What are some rules of thumb for when SIMD would be faster? (SSE2, AVX)

414 Views Asked by At

I have some code that operates on 3 symmetric sets of 3 asymmetric integer values at a time. There is a significant amount of conditional code and lots of constants.

This has become a perf bottleneck and I'm looking for some rules of thumb for when SIMD on 64-bit Intel/AMD CPUs would yield perf wins. The code is pretty long and I've never used SSE2 or AVX before, so it would be nice to have some idea of if perf wins are possible or likely before I invest the time.

If you're willing to list the rules of thumb or point to an existing whitepaper on this, I'd appreciate it.

1

There are 1 best solutions below

1
On

The tag wiki has a couple guides to vectorization, including these slides from a talk which are comprehensible on their own which have some great examples of transforming your data structures to enable vectorization (and classic pitfalls like putting [x,y,z,w] geometry vectors into single SIMD vectors).

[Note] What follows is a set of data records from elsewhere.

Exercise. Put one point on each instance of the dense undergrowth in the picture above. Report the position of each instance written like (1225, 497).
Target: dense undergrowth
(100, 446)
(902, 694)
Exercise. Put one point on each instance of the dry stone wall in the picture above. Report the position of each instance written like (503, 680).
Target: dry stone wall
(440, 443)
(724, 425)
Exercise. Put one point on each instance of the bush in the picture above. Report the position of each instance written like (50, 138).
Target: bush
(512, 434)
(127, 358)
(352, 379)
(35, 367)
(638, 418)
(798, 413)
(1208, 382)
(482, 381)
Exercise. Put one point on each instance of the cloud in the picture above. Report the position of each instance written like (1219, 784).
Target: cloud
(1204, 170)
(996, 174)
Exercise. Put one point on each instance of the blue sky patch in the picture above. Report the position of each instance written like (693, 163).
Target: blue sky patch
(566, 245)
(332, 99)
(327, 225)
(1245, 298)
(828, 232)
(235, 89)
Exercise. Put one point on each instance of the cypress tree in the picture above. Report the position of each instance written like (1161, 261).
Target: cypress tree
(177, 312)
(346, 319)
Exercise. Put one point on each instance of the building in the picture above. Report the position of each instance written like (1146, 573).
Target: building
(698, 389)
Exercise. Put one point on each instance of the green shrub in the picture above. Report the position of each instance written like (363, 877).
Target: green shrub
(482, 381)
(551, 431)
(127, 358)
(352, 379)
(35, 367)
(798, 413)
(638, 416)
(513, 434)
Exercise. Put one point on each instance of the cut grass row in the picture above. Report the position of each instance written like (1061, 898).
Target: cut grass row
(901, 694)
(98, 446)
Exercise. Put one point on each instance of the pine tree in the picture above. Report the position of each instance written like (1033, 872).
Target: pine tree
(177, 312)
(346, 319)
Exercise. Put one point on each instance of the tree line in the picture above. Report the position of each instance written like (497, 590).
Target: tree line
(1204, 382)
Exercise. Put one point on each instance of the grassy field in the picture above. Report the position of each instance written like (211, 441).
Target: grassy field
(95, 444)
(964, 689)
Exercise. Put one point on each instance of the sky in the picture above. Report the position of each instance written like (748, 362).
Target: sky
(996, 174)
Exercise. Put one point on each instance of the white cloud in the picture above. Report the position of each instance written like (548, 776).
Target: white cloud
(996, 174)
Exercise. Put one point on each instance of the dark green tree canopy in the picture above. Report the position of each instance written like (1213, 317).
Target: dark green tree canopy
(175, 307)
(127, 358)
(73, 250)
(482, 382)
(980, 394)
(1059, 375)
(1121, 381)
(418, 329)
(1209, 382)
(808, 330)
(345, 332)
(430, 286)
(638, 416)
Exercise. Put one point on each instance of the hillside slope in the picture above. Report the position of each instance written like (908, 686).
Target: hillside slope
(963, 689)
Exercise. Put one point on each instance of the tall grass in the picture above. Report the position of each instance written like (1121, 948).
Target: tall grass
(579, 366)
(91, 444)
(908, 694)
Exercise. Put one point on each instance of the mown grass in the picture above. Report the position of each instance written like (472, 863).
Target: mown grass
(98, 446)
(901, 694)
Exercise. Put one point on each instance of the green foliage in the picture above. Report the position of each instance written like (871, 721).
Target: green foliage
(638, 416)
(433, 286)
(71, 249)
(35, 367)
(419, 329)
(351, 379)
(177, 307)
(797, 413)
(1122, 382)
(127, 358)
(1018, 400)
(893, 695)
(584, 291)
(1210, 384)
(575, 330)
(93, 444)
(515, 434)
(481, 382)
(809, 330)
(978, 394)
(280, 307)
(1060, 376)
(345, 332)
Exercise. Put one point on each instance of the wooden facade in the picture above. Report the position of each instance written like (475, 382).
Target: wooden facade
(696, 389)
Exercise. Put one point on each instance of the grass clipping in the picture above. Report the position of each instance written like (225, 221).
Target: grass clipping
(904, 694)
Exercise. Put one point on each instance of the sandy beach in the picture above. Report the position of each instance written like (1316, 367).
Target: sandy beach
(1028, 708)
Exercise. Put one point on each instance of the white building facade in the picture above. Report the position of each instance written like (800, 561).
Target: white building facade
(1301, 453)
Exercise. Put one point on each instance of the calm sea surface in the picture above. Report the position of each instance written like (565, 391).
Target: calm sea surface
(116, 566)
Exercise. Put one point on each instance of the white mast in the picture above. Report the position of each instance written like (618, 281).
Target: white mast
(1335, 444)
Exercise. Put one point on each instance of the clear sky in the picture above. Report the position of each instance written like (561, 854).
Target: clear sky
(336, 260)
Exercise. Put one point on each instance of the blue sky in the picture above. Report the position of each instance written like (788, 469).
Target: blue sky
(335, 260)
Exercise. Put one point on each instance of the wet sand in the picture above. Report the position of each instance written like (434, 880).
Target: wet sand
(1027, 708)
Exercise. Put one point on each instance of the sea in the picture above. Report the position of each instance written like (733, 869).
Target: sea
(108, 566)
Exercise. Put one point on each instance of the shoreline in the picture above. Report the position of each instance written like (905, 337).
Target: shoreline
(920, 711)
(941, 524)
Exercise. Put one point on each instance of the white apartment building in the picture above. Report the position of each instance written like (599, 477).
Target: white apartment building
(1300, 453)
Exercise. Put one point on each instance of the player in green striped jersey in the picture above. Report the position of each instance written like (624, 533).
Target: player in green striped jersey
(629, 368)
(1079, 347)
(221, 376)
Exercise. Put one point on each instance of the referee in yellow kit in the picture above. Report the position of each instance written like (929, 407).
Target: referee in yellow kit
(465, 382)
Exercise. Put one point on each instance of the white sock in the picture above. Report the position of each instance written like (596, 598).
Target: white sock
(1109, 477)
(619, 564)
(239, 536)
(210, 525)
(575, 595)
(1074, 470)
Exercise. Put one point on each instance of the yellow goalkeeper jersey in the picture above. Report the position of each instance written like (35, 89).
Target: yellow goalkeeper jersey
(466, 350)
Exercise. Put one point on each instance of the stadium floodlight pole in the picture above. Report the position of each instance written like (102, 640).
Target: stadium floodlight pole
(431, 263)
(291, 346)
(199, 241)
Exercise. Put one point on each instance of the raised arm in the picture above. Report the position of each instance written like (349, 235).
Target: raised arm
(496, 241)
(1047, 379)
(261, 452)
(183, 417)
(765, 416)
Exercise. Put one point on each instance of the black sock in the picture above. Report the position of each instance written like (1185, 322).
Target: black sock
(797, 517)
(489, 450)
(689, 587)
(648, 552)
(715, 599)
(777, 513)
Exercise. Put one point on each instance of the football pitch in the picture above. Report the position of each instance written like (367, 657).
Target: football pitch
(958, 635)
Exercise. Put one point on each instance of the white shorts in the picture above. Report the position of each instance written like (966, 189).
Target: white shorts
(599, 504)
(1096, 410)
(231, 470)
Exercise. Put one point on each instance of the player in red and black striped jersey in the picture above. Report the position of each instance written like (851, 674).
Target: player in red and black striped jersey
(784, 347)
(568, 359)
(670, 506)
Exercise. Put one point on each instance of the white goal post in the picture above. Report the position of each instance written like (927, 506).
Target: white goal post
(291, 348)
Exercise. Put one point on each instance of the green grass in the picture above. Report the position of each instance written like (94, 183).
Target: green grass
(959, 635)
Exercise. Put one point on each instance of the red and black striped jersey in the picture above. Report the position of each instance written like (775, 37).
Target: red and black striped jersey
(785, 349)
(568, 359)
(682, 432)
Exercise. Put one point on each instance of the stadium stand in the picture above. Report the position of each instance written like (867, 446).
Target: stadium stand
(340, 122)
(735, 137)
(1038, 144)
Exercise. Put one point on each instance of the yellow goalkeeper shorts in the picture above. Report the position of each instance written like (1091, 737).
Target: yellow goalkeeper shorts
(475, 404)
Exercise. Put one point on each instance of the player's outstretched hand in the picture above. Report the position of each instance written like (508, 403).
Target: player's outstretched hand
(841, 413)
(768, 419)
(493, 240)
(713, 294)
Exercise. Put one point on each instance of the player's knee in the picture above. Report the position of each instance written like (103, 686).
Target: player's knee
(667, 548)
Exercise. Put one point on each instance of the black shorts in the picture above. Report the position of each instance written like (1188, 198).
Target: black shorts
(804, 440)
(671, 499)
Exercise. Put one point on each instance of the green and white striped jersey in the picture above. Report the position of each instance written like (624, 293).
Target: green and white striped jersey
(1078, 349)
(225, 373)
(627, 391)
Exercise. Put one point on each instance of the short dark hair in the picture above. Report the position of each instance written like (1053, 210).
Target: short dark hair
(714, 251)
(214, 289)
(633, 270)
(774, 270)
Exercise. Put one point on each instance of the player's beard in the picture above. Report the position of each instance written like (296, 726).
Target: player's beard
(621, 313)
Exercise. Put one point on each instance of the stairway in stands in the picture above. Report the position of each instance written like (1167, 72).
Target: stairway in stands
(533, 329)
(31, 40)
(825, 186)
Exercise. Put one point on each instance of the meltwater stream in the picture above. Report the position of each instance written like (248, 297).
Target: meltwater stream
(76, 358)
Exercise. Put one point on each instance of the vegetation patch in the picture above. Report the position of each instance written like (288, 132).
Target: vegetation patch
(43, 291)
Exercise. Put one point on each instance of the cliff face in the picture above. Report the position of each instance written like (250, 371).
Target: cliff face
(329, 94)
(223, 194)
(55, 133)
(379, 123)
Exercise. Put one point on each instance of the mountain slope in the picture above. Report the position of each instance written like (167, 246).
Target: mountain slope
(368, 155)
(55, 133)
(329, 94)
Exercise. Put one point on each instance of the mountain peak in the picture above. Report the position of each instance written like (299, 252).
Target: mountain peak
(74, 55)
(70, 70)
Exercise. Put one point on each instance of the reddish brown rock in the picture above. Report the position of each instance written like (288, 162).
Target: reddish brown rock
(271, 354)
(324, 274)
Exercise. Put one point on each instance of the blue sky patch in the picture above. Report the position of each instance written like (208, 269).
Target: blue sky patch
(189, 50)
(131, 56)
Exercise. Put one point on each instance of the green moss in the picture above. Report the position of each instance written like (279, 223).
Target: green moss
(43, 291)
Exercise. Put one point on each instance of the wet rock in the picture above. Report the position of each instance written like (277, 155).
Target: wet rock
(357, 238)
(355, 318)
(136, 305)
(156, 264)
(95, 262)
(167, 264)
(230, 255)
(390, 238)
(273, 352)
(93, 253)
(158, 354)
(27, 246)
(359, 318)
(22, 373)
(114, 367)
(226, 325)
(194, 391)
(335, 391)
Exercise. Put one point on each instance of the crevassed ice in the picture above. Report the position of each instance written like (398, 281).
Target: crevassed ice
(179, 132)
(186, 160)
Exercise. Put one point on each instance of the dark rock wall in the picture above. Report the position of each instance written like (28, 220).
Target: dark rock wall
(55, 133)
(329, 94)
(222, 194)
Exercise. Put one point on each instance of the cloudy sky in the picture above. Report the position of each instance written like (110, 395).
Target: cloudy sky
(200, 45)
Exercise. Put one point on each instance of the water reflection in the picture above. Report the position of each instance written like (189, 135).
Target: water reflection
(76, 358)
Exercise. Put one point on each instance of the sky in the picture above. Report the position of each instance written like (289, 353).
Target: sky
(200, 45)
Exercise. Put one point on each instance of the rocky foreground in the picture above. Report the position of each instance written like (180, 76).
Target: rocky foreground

The classic use-case for SIMD is when there are a lot of independent operations, i.e. no serial dependencies inside the loop, like z[i] = d * x[i] + y[i]. Or if there are, then only with associative operations that let you reorder. (e.g. summing an array or a similar reduction).

Also important that you can do it without a lot of shuffling; ideally all your data lines up "vertically" in vectors after loading from contiguous memory.

Having many conditions that go different ways for adjacent elements is usually bad for SIMD. That requires a branchless implementation, so you have to do all the work of both sides of every branch, plus merging. Unless you can check that all 4 (or all 16 or whatever) elements in your vector go the same way


There are some things that can be vectorized, even though you might not have expected it, because they're exceptions to the usual rules of thumb. e.g. converting an IPv4 dotted-quad string into a 32-bit IPv4 address, or converting a string of decimal digits to an integer, i.e. implementing atoi(). These are vectorized with clever use of multiple different tricks, including a lookup-table of shuffle-masks for PSHUFB with a vector-compare bitmap as an index for the LUT.

So once you know some tricks, you always rule out a vectorized implementation quickly just based on a few rules of thumb. Even serial dependencies can sometimes be worked around, like for SIMD prefix sums.